Unfortunately, the singer still has severe psychological and emotional issues, or at least that's the only justification I can think of for his ego allowing him to actually sing like that on record. He still sounds like a toad with throat cancer, and possesses all the vocal range of Stephen fucking Hawking. If anything, he's regressed past the standard he set in the EP, which is like saying Jorge "Hurley" Garcia has regressed past his standard he set in Lost Season 1 for sex appeal. I mean it, at least in the EP he had a repertoire of burping, pig squeeeeeeeel and a weedy mix of hardcore shout and death growl, whereas here the latter is "sadly" excluded in favour of more burps. Even then, Devourment-style full-lunged floor-shakers are out, weedy back-of-throat grumbles are in, and the piggies deserve credit for how much they actually sound like a piglet squealing, which, someone has neglected to tell WTC, is not a good thing. The Whitechapel/Misericordiam-style vocal walls of noise that piggies are supposed to be are best found elsewhere.

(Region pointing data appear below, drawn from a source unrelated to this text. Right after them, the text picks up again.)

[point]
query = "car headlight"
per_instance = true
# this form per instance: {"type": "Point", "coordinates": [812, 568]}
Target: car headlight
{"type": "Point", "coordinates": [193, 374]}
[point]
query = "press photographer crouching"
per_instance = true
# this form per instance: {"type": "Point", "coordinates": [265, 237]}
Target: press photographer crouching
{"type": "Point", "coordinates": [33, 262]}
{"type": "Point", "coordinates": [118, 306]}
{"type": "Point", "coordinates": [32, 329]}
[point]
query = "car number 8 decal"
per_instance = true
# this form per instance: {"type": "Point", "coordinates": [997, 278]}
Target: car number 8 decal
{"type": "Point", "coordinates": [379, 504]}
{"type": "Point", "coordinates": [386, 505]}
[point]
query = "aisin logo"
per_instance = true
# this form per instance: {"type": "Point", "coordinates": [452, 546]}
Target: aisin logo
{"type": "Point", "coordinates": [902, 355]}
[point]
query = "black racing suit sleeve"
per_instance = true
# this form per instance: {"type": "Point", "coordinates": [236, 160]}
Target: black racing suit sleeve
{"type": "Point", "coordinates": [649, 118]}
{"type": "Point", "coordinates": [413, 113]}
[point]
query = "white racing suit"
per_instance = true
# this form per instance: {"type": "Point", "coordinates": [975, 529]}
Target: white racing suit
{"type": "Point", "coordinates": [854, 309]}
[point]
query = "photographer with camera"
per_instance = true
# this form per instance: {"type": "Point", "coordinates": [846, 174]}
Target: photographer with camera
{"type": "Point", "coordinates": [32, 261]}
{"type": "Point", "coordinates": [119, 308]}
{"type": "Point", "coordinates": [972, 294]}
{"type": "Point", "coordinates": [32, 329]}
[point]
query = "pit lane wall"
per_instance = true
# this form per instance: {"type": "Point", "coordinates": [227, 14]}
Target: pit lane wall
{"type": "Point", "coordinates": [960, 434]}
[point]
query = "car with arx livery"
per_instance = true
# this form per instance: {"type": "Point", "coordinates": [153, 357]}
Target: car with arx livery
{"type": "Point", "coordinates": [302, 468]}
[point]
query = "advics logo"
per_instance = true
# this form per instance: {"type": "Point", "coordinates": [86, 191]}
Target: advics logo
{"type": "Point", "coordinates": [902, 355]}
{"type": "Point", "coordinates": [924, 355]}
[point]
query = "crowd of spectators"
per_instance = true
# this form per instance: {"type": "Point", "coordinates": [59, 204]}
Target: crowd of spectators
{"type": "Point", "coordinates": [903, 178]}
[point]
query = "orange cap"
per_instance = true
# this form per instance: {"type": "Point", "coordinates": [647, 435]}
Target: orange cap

But what is a WTC song actually made up of? Well, breakdowns mostly, and for a lot of bands, an inventive, blood-stirring 30-second breakdown within the context of a 3-4 minute song can make a song great, especially live. However WTC don't include breakdowns within the song structure. Breakdowns ARE the song structure, occasionally punctuated with the kind of faster sections mentioned above, afterthoughts at best, and are almost deliberately dull.

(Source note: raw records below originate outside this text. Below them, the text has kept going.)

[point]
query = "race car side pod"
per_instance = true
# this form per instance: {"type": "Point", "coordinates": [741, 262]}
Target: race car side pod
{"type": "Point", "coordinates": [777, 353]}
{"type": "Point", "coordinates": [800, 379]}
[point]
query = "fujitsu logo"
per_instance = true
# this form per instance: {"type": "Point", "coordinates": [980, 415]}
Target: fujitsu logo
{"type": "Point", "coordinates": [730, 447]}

Now for the interesting part. How does it compare to the EP? I'd like to take a moment to compare the two versions of "Chased through the Woods by a Rapist", a song infamous for it's astonishing ability to reduce nearby listeners and small children into fits of laughter, not least because of some truly heroic lyrical interpretations (http://www.youtube.com/watch?v=uCBSX0XDSVI). The documentary intro is gone, probably because on a full-length there's no need for shameless space-padding. This is a track that suffers from the deeper vocals, although the mildly better drumming invokes less unintentional hilarity on the fast part. The guitars can still charitably be called boring and uncharitably called execrable, but fortunately due to the 90% breakdowns structure of the song, they're only playing half the time.
The lowest point is the inventively titled "Interlude", which is a sound bite of the band smoking cannabis; it's like they're laughing at me for having been stupid enough to endure the album by making me listen to them having more fun than I did at any point throughout the entire CD.

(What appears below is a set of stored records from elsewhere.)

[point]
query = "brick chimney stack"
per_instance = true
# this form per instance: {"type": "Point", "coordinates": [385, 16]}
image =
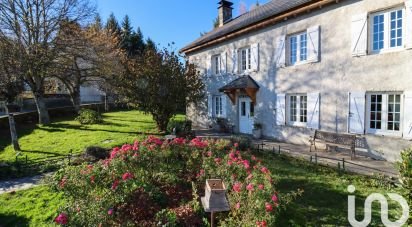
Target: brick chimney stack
{"type": "Point", "coordinates": [225, 12]}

However, there is a slight upside that stops it being a failure unlike any other; something must have gone right during the song writing process because these songs are catchy, albeit in the same sense that leprosy is catchy. As much as I hate it, this is evidence that it doesn't fail on all accounts.
However, this is still a terrible, TERRIBLE album. Everything that's good about death metal and deathcore is either horribly abused or missing entirely; I'd complain about the lack of solos, experimentation or variation but the album is over a lot quicker with them. It’s the kind of album that can only be attractive to horribly misinformed people with a gore fetish and no knowledge of the death metal scene. Maybe it’s for the kind of person who watches YouTube videos of pigs eating other pigs as porn, or who’s really creepily into meat tenderising; those are certainly the kind of person who make up this band. We don’t understand them, but hell, perhaps they don’t understand why we don’t enjoy rubbing raw mince on our genitals.